How do you deal with mixed integer types?

AFAIK it's good Swift practice to use Int whenever possible.
Sometimes that doesn't make sense though.

For example Data uses Int as count and FileHandle uses UInt64 to seek an offset.
A negative count or position doesn't make sense but neither does Int.max in practice. Both are valid (or historic?) choices.

In my case I am storing page numbers, offsets, sizes, checksums. UInt32, UInt16 and UInt8 will do and anything bigger is just writing a bunch of UInt8.zero bytes to disk. No point in wasting so much of available storage space on .zero. In the aggregate though content can be bigger than the UInt16.max of an individual page.

In other words I'm mixing all these types either to compute something. The user is presented with a uniform facade of Int. I have a hunch I am not the only one in this situation.

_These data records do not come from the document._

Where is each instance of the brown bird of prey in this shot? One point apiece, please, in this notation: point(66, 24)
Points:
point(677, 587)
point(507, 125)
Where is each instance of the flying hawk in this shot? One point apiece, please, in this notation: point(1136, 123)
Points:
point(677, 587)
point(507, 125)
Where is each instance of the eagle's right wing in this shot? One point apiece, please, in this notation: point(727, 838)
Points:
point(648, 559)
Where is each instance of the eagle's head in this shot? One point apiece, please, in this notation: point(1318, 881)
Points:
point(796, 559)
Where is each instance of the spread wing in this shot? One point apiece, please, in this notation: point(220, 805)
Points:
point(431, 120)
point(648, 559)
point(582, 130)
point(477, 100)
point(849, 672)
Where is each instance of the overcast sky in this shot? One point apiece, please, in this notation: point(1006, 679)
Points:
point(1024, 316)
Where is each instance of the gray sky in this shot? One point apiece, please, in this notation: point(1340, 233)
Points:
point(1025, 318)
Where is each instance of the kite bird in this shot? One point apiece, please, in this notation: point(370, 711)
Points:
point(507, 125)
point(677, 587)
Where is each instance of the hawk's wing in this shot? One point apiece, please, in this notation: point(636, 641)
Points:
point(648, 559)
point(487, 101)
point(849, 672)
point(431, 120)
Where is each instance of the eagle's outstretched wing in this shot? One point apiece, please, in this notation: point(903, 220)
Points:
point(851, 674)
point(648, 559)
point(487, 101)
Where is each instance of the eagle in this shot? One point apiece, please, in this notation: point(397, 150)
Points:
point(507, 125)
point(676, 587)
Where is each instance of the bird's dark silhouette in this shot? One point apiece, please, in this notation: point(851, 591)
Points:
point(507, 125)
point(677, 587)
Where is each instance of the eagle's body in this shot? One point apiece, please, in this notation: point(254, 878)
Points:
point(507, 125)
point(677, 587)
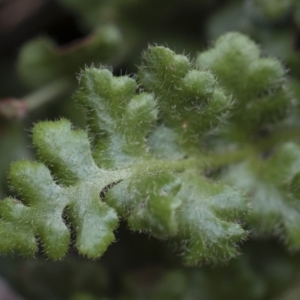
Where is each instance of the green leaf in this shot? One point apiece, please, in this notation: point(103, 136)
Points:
point(140, 160)
point(257, 84)
point(189, 99)
point(206, 217)
point(273, 186)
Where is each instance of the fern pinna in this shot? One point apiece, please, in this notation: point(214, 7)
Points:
point(194, 153)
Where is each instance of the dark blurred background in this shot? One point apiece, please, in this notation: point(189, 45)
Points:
point(43, 46)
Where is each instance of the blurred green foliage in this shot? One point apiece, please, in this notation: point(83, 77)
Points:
point(140, 267)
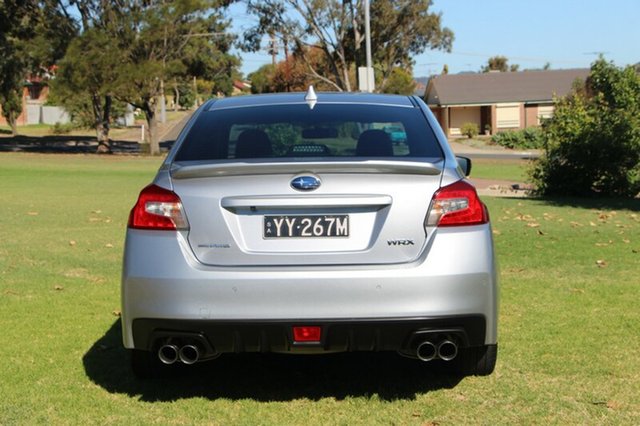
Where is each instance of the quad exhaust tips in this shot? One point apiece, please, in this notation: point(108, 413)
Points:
point(426, 351)
point(168, 354)
point(445, 350)
point(187, 354)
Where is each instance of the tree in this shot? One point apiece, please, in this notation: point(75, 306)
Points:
point(34, 34)
point(85, 81)
point(155, 36)
point(86, 76)
point(262, 79)
point(400, 83)
point(499, 63)
point(593, 138)
point(399, 30)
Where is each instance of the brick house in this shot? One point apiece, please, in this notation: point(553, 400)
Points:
point(34, 95)
point(497, 100)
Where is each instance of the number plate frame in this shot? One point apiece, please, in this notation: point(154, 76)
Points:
point(306, 226)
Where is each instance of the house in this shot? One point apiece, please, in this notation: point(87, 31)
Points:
point(34, 94)
point(498, 101)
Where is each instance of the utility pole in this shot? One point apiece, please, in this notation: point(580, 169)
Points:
point(273, 48)
point(365, 74)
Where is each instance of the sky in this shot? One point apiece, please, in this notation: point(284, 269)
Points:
point(564, 33)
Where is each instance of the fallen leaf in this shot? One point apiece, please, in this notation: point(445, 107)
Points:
point(601, 263)
point(613, 405)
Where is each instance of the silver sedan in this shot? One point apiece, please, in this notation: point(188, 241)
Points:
point(293, 223)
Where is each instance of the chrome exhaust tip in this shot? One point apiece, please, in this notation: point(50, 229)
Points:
point(447, 350)
point(168, 354)
point(189, 354)
point(426, 351)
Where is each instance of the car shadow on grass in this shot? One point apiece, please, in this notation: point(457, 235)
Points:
point(69, 144)
point(268, 377)
point(598, 203)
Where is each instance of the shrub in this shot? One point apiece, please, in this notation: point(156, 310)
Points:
point(62, 129)
point(529, 138)
point(470, 130)
point(593, 138)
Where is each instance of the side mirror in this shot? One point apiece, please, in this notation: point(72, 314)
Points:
point(465, 164)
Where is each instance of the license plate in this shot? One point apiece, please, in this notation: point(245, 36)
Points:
point(306, 226)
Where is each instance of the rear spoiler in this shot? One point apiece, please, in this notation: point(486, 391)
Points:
point(248, 167)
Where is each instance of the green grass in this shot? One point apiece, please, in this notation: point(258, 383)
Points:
point(512, 170)
point(569, 328)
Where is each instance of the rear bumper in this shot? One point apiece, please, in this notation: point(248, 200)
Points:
point(165, 288)
point(391, 334)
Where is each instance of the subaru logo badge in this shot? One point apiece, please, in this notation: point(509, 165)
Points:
point(305, 183)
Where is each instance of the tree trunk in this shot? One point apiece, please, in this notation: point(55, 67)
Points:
point(13, 123)
point(176, 100)
point(152, 127)
point(102, 130)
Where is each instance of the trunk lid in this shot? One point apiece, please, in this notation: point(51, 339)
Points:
point(363, 212)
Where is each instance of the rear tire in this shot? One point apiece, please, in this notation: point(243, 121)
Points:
point(477, 360)
point(144, 364)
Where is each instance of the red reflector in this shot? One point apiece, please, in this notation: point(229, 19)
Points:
point(307, 334)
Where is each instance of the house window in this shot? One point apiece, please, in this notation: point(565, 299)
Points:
point(544, 111)
point(508, 116)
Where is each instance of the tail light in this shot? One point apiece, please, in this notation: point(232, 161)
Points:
point(157, 208)
point(457, 204)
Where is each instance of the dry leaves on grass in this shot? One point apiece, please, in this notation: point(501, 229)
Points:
point(601, 263)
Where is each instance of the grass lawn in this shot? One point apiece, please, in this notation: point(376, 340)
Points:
point(513, 170)
point(569, 322)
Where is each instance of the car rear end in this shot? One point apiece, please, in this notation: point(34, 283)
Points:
point(280, 225)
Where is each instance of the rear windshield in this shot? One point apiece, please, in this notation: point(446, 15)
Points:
point(328, 130)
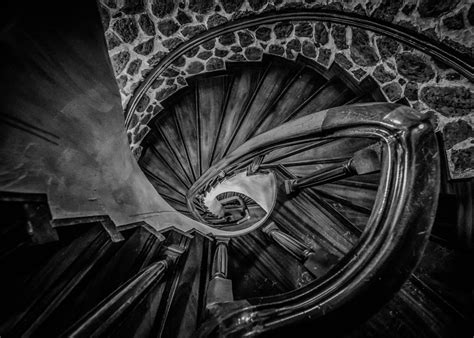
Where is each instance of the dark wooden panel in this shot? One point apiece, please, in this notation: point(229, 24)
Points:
point(172, 135)
point(188, 305)
point(334, 93)
point(297, 92)
point(185, 113)
point(272, 83)
point(163, 152)
point(244, 83)
point(153, 163)
point(212, 93)
point(259, 267)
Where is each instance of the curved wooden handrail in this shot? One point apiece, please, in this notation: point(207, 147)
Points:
point(395, 236)
point(458, 61)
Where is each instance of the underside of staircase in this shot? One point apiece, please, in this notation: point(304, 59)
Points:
point(293, 171)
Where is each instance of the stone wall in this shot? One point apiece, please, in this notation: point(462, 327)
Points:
point(139, 34)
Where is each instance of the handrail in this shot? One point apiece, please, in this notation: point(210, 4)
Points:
point(458, 61)
point(395, 236)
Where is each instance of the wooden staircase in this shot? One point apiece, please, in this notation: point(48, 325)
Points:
point(144, 284)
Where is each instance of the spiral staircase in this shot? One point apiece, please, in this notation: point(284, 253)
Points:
point(325, 207)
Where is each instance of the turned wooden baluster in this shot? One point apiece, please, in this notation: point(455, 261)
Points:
point(318, 261)
point(253, 167)
point(219, 288)
point(364, 161)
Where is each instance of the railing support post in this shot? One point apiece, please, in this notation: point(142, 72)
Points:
point(220, 287)
point(364, 161)
point(317, 262)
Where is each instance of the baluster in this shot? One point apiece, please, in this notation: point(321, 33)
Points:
point(253, 167)
point(219, 288)
point(364, 161)
point(317, 262)
point(97, 321)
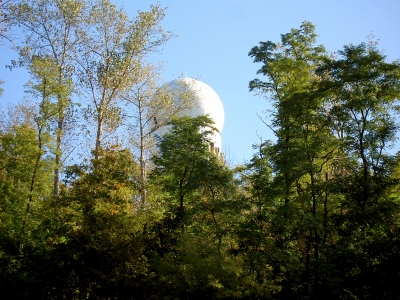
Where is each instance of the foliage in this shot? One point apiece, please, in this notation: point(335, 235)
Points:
point(313, 215)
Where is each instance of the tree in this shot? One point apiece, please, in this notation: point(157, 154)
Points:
point(199, 194)
point(53, 30)
point(153, 107)
point(113, 60)
point(305, 147)
point(365, 89)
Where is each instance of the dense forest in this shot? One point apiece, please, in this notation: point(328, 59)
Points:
point(313, 215)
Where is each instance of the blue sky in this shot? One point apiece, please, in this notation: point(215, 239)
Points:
point(214, 38)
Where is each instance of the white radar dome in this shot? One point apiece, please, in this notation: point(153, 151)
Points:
point(207, 102)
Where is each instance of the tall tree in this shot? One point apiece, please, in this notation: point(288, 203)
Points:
point(152, 106)
point(53, 29)
point(113, 60)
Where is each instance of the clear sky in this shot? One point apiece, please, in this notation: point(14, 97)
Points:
point(214, 38)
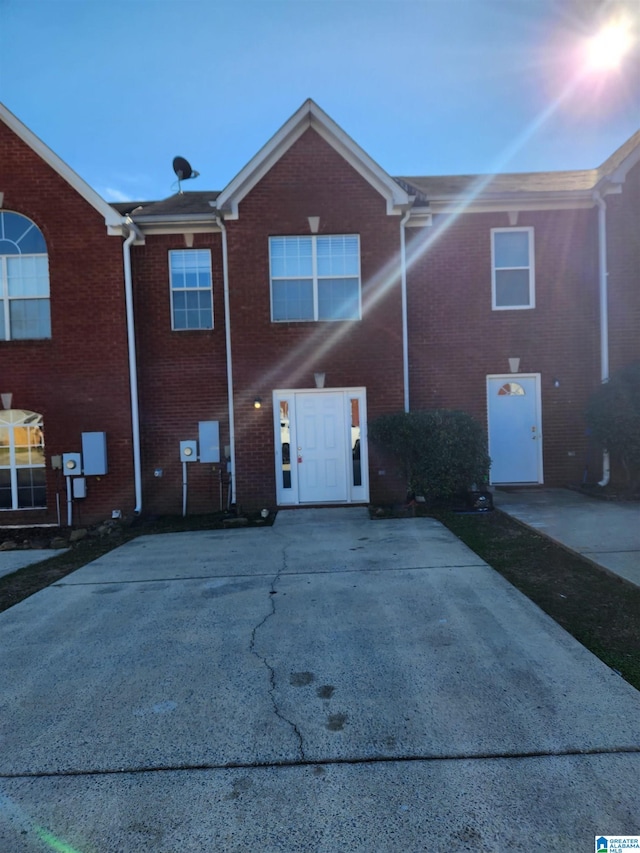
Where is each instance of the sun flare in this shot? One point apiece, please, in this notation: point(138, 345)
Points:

My question is how do you deal with this in a nice way without giving up too much of Swift type safety system or without cussing it out? :wink:

I have thus far tried variations like A:

    func space() throws -> Int
    {
        try Int(sheet.move(to: format_free).read(type: Page.Offset.self))
    }

    func set(space: Int) throws
    {
        assert(space < Page.Offset.max)
        try sheet.move(to: format_free).write(value: Page.Offset(space))
    }   

B:

    func space() throws -> Int
    {
        try sheet.move(to: format_free).read(type: Page.Offset.self, as: Int.self)
    }

    func set(space: Int) throws
    {
        try sheet.move(to: format_free).write(value: space, as: Page.Offset.self)
    }

C:

    func space() throws -> Page.Offset
    {
        try sheet.move(to: format_free).read(type: Page.Offset.self)
    }

    func set(space: Page.Offset) throws
    {
        try sheet.move(to: format_free).write(value: space)
    }

which lets the call site deal with it. That last one litters every call site with:

let space = try Int(current.space())

or leads to ugly looking code like

let space = try current.space()
let foo = Int( UInt64(fileSize) / UInt64(pageSize))
assert(foo < UInt32.max)
let bar = foo * Int(number) + Int(...)
example.seek( UInt64(bar) ).write( UInt16(referenceBar))

and it's way too easy to mess up types.

It's driving me bonkers and I can't seem to settle down something that looks nice, is easy to read and type safe. Any suggestions or places I can look to for inspiration?

Please keep in mind that, in my case, the user can (maliciously) change the file contents including stored page offsets etc. The assumption that "writing valid offsets == reading valid offsets" is wrong even though the user never directly deals in offsets.

First off, Swift.numericCast(_:) is a good approach for conversion that is known to be safe. It basically tells the type inference system to deal with it.

Second, you should definitely use Int for numbers without any known bounds. I personally prefer to use UInt for numbers that are known to be non-negative, then the various explicitly-sized types only when I know they’re sufficient. That second part is very rare. It really seems like you should be using UInt for most of your example.

I don’t really see the problem with putting value-preserving initializers everywhere if you need them.

Oh, and one more tip: if you know that an operation cannot overflow (that is, it is impossible for the code to reach the operation if it were able to do so), make sure to use the wrapping operators.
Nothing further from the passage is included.